Des concentrations élevées en insuline ont également peu d'effets sur la stimulation des activités lipogéniques et de transport des hexoses. En milieu de période d'hibernation, les cellules présentent une véritable insensibilité à l'insuline puisque des concentrations de 10-6 et 10-7 M ne suffisent pas à stimuler la mise en réserve du glucose sous forme de lipides. Il en est de même pour le transport des hexoses. Dès novembre l'accumulation du 2-DG dans la cellules ne s'élève pas au dessus de l'équilibre de diffusion. Cette faible accumulation qui n'est pas stimulée par la présence d'insuline dans le milieu d'incubation, montre d'une part que l'hormone ne stimule pas la translocation des transporteurs Glut 4 au niveau de la membrane plasmique de l'adipocytes mais aussi que l'équipement enzymatique nécessaire à la phosphorylation du glucose n'est pas fonctionnel durant cette période du cycle de l'animal.

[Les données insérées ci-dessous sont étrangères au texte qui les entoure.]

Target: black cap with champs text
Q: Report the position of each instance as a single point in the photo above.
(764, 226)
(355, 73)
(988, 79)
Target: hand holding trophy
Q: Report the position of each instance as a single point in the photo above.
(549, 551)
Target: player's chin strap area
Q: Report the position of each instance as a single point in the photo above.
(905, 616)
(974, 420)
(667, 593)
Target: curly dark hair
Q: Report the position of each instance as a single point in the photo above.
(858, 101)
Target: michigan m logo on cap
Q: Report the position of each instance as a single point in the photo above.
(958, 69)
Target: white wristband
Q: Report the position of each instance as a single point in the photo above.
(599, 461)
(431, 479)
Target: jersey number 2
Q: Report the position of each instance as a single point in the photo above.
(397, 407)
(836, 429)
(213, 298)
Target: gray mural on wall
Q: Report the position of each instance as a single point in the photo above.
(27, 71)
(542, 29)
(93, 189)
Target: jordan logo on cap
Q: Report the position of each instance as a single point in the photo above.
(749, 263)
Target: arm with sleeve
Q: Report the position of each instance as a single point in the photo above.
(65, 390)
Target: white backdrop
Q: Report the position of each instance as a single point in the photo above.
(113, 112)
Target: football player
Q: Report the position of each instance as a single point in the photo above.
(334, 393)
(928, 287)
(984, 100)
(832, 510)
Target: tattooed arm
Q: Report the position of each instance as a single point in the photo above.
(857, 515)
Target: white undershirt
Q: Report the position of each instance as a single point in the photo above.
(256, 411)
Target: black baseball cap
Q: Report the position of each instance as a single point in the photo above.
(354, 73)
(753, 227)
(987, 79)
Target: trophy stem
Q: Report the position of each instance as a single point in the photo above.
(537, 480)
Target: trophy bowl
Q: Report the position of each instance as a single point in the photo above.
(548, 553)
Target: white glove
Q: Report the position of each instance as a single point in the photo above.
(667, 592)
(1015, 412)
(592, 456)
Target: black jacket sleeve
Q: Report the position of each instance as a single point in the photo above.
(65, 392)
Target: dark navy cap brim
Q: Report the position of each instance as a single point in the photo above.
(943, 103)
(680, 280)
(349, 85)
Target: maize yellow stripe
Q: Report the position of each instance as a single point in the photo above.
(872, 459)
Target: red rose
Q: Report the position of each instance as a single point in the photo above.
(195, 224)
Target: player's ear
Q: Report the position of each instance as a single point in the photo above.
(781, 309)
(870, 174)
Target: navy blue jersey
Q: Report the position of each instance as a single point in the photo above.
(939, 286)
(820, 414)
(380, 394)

L'ensemble des résultats semble en accord avec ceux de Tokurama et al, 1990 et Mosfata et al, 1993. Les premiers auteurs ont montré qu'en période de pré-hibernation, l'insulinémie des marmottes à ventre jaune (Marmota flaviventris) est élevée, ce qui serait le reflet d'une diminution de liaison et de la capture de l'insuline par l'ensemble des tissus périphériques dont le tissu adipeux blanc. La raison de cette insulinorésistance n'est pas encore très étudiée chez les hibernants. Les seconds auteurs ont montrés que l'acide gras synthétase ainsi que d'autres enzymes impliquées dans la synthèse et la transformation des acides gras, présentent au cours de l'hibernation une activité minimale dans le tissu adipeux blanc. Les données de la littérature n'indiquent pas si une modification de la vitesse de synthèse est à l'origine de la diminution de l'activité de ces enzymes. De même, aucune recherche concernant un éventuel rythme saisonnier d'une régulation de la transcription des récepteurs à l'insuline n'a été conduite à ce jour.